Widespread ones embody:
en-Alice_woman, en-Carter_man, en-Frank_man, en-Mary_woman_bgm, en-Maya_woman, in-Samuel_man, zh-Anchen_man_bgm, zh-Bowen_man, zh-Xinran_woman
# Troubleshooting
// 1. Repo Doesn’t Have Demo Scripts?
The official Microsoft VibeVoice repository has been pulled and reset. Group stories point out that some code and demos have been eliminated or are not accessible within the authentic location. For those who discover that the official repository is lacking inference examples, please verify a neighborhood mirror or archive that has preserved the unique demos and directions: https://github.com/vibevoice-community/VibeVoice
// 2. Sluggish Era or CUDA Errors in Colab
Confirm you might be on a GPU runtime: Runtime → Change runtime sort → {Hardware} accelerator: GPU (T4 or any obtainable GPU).
// 3. CUDA OOM (Out of Reminiscence)
To attenuate the load, you possibly can take a number of steps. Start by shortening the enter textual content and lowering the era size. Contemplate reducing the audio pattern fee and/or adjusting inside chunk sizes if the script permits it. Set the batch measurement to 1 and go for a smaller mannequin variant.
// 4. No Audio or Lacking Outputs Folder
The script sometimes prints the ultimate output path within the console; scroll as much as discover the precise location
discover /content material -name "*generated.wav"

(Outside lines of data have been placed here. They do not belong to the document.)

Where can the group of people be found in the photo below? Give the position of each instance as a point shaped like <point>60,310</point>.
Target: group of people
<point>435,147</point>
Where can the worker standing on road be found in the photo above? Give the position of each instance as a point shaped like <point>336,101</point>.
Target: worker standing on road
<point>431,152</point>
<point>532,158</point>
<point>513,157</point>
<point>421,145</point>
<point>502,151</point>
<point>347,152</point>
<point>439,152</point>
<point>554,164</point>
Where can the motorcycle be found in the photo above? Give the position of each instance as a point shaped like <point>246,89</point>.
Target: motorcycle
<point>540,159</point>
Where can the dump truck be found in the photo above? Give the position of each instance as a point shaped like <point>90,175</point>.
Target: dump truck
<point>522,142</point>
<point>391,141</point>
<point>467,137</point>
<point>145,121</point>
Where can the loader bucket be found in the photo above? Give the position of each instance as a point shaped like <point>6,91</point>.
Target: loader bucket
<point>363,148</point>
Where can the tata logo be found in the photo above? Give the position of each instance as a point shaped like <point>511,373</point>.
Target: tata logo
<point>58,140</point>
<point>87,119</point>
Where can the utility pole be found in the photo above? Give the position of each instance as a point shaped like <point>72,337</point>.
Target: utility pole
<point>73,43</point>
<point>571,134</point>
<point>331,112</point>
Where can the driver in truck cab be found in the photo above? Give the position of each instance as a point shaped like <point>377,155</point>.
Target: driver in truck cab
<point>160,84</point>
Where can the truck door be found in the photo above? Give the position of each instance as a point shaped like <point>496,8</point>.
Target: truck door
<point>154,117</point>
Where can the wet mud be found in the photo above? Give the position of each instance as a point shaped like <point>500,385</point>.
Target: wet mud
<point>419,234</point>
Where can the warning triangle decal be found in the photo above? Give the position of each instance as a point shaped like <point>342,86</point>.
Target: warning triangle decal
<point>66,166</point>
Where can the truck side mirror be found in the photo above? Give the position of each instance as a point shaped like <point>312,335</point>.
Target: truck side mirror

// 5. Voice Names Not Discovered?
Copy the precise names listed below Accessible voices. Use the alias names (Alice, Frank, Mary, Carter) proven within the demo. They correspond to the .wav
property.
# Remaining Ideas
For a lot of initiatives, I might select an open-source stack like VibeVoice over paid APIs on account of a number of compelling causes. At first, it’s straightforward to combine and presents flexibility for personalization, making it appropriate for a variety of purposes. Moreover, it’s surprisingly mild on GPU necessities, which is usually a important benefit in resource-constrained environments.
VibeVoice is open supply, which means that sooner or later, you possibly can count on higher frameworks that allow quicker era even on CPUs.
Abid Ali Awan (@1abidaliawan) is a licensed information scientist skilled who loves constructing machine studying fashions. At present, he’s specializing in content material creation and writing technical blogs on machine studying and information science applied sciences. Abid holds a Grasp’s diploma in expertise administration and a bachelor’s diploma in telecommunication engineering. His imaginative and prescient is to construct an AI product utilizing a graph neural community for college kids scuffling with psychological sickness.